Published: November 28, 2008

IF THERE were an Olympics for presumptuousness and haughtiness, the staff of the California Coastal Commission would win the Gold Medal every time.

Michael Phelps in Beijing, the 1927 Yankees, the 1995 Chicago Bulls and even the 1972 Miami Dolphins — none of them were as persistent, or as conceited, as the bureaucrats who sit in coastal commission offices in San Francisco and Santa Cruz, passing judgment on things which are none of their business and capriciously forcing local communities up and down the coast to do things which are just plain wrong.

The latest effort by the “experts” who collect paychecks from the coastal commission’s taxpayer-funded bank account could be the lamest of them all.

Almost two years ago, the Carmel City Council passed an ordinance that would grant a few minor exceptions to the town’s famously strict zoning code to facilitate the construction of low-cost apartments in town.

Of course, Carmel is one of the state’s most charming coastal villages. And it got that way, thank you very much, without the slightest bit of help or advice from any state bureaucrats. Even in recent years, while there have been increasing squabbles about development issues in town, they have all been within the confines of very strict limits. For example, when you hear people complaining about mini-mansions being built in town, they are referring to 1,800-square-foot houses on 4,000-square-foot lots — a limit which has been on the books for decades. And, while quite a few property owners have made use of the 1,800-square-foot limit, nobody is calling for it to be increased. Nobody.

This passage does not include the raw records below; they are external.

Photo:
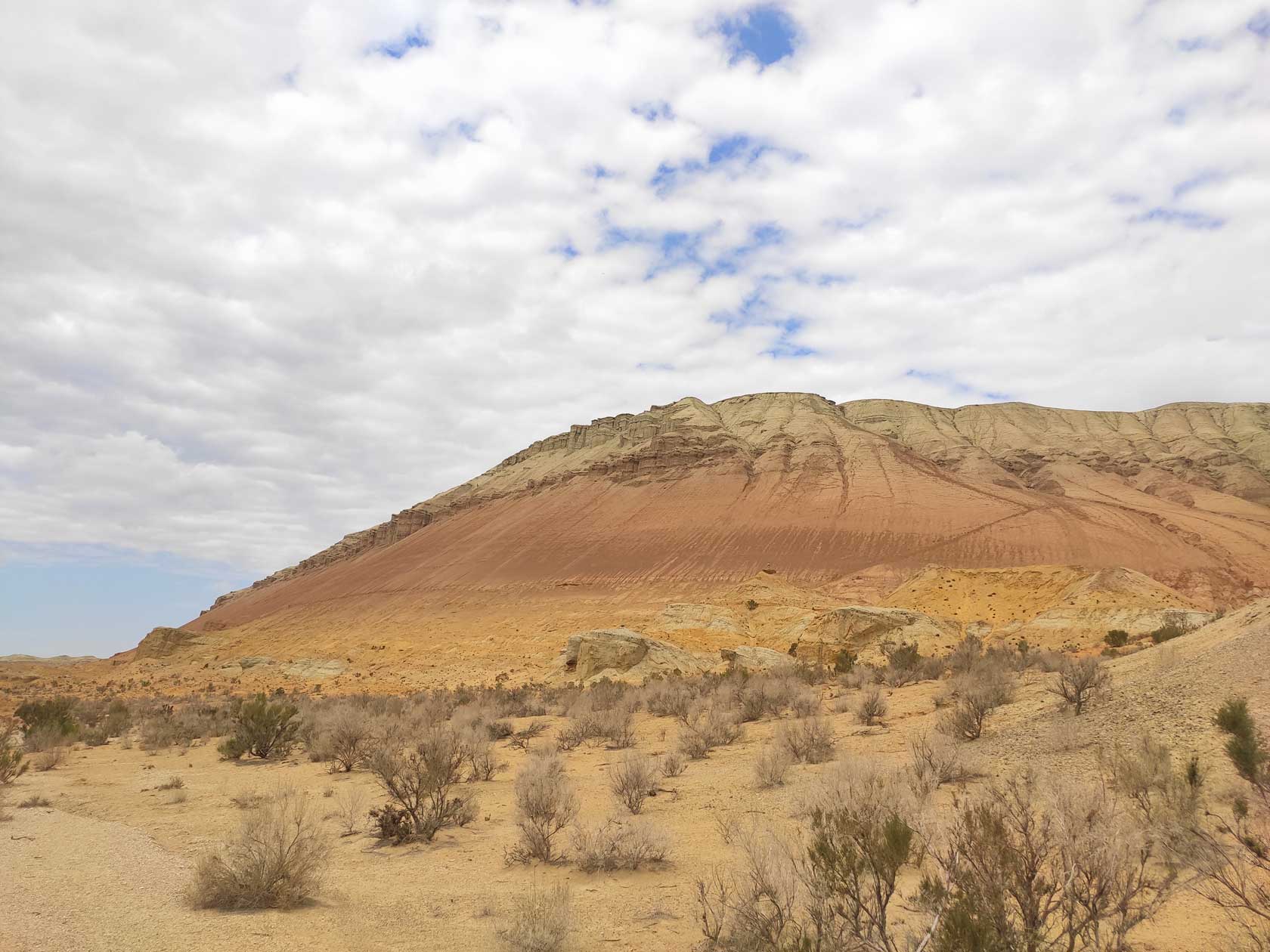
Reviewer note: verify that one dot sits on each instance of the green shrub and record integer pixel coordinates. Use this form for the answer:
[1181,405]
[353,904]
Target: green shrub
[55,714]
[1167,632]
[11,763]
[262,729]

Truly, the people of Carmel don’t need any out-of-towners telling them how precious their town is, or what they should do to protect it.

So when the city council decided that minor zoning exceptions were in order to help out low-income seniors, that decision should have been given great deference by anyone looking in from the outside. Since it was made after due deliberation by the elected representatives of the people who live in Carmel, the zoning exceptions should be presumed to be good for the town, and should only be overturned under extreme circumstances — for example, if it were discovered that the council members who voted for it were bribed.

But coastal commission planners don’t show deference to anybody. When they look at the “coastal zone,” they see a vast plantation of which they are the unquestioned master.

So when the city’s proposed ordinance on affordable housing reached their desks, they looked it over and asked themselves, “Do WE think this is a good idea?” And then, without any logical justification whatsoever, they rendered their answer: No. From on high came word that slightly loosening the building standards for the sake of affordable housing would be a threat to Carmel’s “character ....” As if coastal commission planners who live somewhere else have any idea what that is.

One word they understand perfectly is the word “power.” The city council has been told to heel, which it will probably decide to do.

When will the Legislature put an end to this abuse?